Existem ainda várias outras Igrejas que, apesar de
autogovernadas, não atingiram total independência. Elas são denominadas
autônomas, não autocéfalas. São elas: Finlândia, Japão e China.
Existem províncias eclesiásticas na Europa Ocidental, nas
Américas do Norte e do Sul e na Austrália que dependem de diferentes
Patriarcados e de Igrejas Autocéfalas. Em algumas áreas, essa
"diáspora" ortodoxa está lentamente adquirindo auto-governo. Em
particular, passos têm sido dados para formar uma Igreja Ortodoxa Autocéfala na
América, mas isso ainda não foi oficialmente aceito pela maioria das outras
Igrejas Ortodoxas.
A Igreja Ortodoxa é assim uma família de Igrejas
autogovernadas. Estão agrupadas não por uma organização centralizada, não por
um único Prelado exercendo poder absoluto sobre todo o corpo da Igreja, mas
pela dupla ligação: unidade da fé e comunhão nos sacramentos. Cada Igreja,
ainda que independente, está em completa concordância com as outras quanto à
doutrina, e entre elas existe uma completa comunhão sacramental. (Entre os
russos ortodoxos existe certa divisão mas, nesse caso, a situação é totalmente
excepcional e, espera-se, de caráter temporário). Não existe, na Ortodoxia,
ninguém com uma posição equivalente a do Papa na Igreja Católica Romana. O
Patriarca de Constantinopla é conhecido como Patriarca "Ecumênico"

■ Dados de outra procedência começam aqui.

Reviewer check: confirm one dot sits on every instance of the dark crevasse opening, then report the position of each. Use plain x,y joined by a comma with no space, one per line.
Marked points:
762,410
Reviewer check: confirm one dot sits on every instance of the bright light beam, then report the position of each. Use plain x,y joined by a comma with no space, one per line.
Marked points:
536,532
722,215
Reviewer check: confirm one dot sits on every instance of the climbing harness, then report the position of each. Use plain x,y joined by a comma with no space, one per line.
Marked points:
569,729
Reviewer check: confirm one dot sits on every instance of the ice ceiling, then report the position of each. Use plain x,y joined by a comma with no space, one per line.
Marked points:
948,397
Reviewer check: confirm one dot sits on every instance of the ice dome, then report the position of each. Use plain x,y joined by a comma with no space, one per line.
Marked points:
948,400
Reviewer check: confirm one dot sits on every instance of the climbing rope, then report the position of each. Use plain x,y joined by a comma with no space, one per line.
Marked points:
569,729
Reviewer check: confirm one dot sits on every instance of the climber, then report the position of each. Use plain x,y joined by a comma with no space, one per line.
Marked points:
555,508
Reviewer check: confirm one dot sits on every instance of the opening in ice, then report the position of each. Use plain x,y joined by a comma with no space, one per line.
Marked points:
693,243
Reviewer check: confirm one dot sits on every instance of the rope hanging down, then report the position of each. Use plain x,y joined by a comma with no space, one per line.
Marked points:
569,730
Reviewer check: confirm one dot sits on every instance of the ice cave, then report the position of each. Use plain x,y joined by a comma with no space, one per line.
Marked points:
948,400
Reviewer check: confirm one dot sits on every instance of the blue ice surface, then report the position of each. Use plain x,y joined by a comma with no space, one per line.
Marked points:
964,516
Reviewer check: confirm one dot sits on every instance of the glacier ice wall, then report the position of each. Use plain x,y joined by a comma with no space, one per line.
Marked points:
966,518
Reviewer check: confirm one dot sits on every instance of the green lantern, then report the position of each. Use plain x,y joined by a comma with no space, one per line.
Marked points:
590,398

(ou universal) e, desde o cisma entre Oriente e Ocidente desfruta de uma
posição de honra entre todas as comunidades ortodoxas; Ele não pode, no
entanto, interferir nos assuntos internos de outras Igrejas. Seu lugar
assemelha-se ao do Arcebispo de Canterbury, na comunidade Anglicana.
Esse sistema descentralizado de Igrejas locais
independentes tem vantagens por ser altamente flexível e facilmente adaptado a
condições mutáveis. Igrejas locais podem ser criadas, suprimidas e restauradas
de novo, com muito pouca perturbação para a vida da Igreja como um todo. Muitas
dessas Igrejas locais são também Igrejas nacionais, pois, durante o passado, em
países Ortodoxos, Igreja e Estado estavam unidos. Mas, enquanto um Estado
independente freqüentemente possui sua própria Igreja Autocéfala, as divisões
eclesiásticas, não necessariamente, coincidem com os limites geográficos dos
Estados. A Geórgia, por exemplo, fica dentro da antiga União Soviética, mas não
é parte da Igreja Russa, enquanto que os territórios dos quatro antigos
Patriarcados estão, praticamente, em vários países diferentes. A Igreja
Ortodoxa é uma Federação de Igrejas locais, que nem sempre são Igrejas
nacionais. Ela não tem como sua base o princípio político da Igreja de Estado.
Entre as várias Igrejas existem, como pode ser visto, uma
enorme variação em tamanho, com a Rússia em um extremo e Sinai no outro. As
diferentes Igrejas também variam em idade, algumas datando desde os tempos
Apostólicos, enquanto outros são mais novas que uma geração. A Igreja da
Tchecoslováquia, por exemplo, só obteve sua autocefalia em 1951.
Essas são as Igrejas que fazem a comunhão Ortodoxa como
ela é hoje. Elas são conhecidas, coletivamente, por vários títulos. Algumas
vezes são chamadas de Gregas ou Greco-Russa; mas isso não é correto, pois
existem milhares de Ortodoxos que não são nem Gregos, nem Russos. Os Ortodoxos,
freqüentemente, chamam suas Igrejas de Igreja Ortodoxa Oriental, Igreja Católica
Ortodoxa ou Igreja Católica Ortodoxa do Oriente, ou algo parecido.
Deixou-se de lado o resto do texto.